6102 sayılı TTK m.411 hükmüne göre ise “Sermayenin en az onda birini, halka açık şirketlerde yirmide birini oluşturan pay sahipleri,yönetim kurulundan, yazılı olarak gerektirici sebepleri ve gündemi belirterek, genel kurulu toplantıya çağırmasını veya genel kurul zaten toplanacak ise, karara bağlanmasını istedikleri konuları gündeme koymasını isteyebilirler… Çağrı ve gündeme madde konulması istemi noter aracılığıyla yapılır.”
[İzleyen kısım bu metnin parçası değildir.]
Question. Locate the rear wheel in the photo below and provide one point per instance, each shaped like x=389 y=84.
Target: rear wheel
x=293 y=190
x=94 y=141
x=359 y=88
Ancak daha önemlisi somut olay açısından önem arz eden 6102 sayılı TTK m.410/f.2 hükmü önem taşımaktadır. Bu hükme göre “Yönetim kurulunun, devamlı olarak toplanamaması, toplantı nisabının oluşmasına imkân bulunmaması veya mevcut olmaması durumlarında, mahkemenin izniyle, tek bir pay sahibi genel kurulu toplantıya çağırabilir. Mahkemenin kararı kesindir.”
6102 sayılı TTK ile getirilen söz konusu düzenleme kanun koyucunun gerekçesinde belirtmiş olduğu üzere “genel kurulun bazı olağan üstü durumlarda toplantıya çağırılabilmesini sağlamak amacıyla öngörülmüştür. Bu hükmün birçok varsayımda 530’uncu madde anlamında organ yokluğuna engel olabileceği de düşünülmektedir. Uygulamada, çeşitli sebeplerle, özellikle gruplar arasındaki uyuşmazlık ve çekişme sonucunda yönetim kurulunun toplanamaması, üye eksikliğinden veya bazı azlık haklarının kötüye kullanılması amacıyla toplantı nisabının gerçekleşememesi, toptan istifa yahut kaza gibi nedenlerle yönetim kurulunun mevcut olmaması hallerine, özellikle ilk iki hale sıkça rastlanmaktadır. Bu durumda kilitlenmeye giren şirketin çıkar yol bulabilmesi için genel kurulun toplanabilmesinin sağlanması gerekmektedir… İkinci fıkra tüm bu sakıncaları ortadan kaldırmak amacıyla kaleme alınmıştır… Bu kararın dosya üzerinden mi yoksa duruşmalı mı verilmesi gerektiği hususunda bir düzenleme yapılmadığı, bu somut olayın özelliklerinin dikkate alınabilmesi için Mahkemenin takdirine bırakılmıştır.”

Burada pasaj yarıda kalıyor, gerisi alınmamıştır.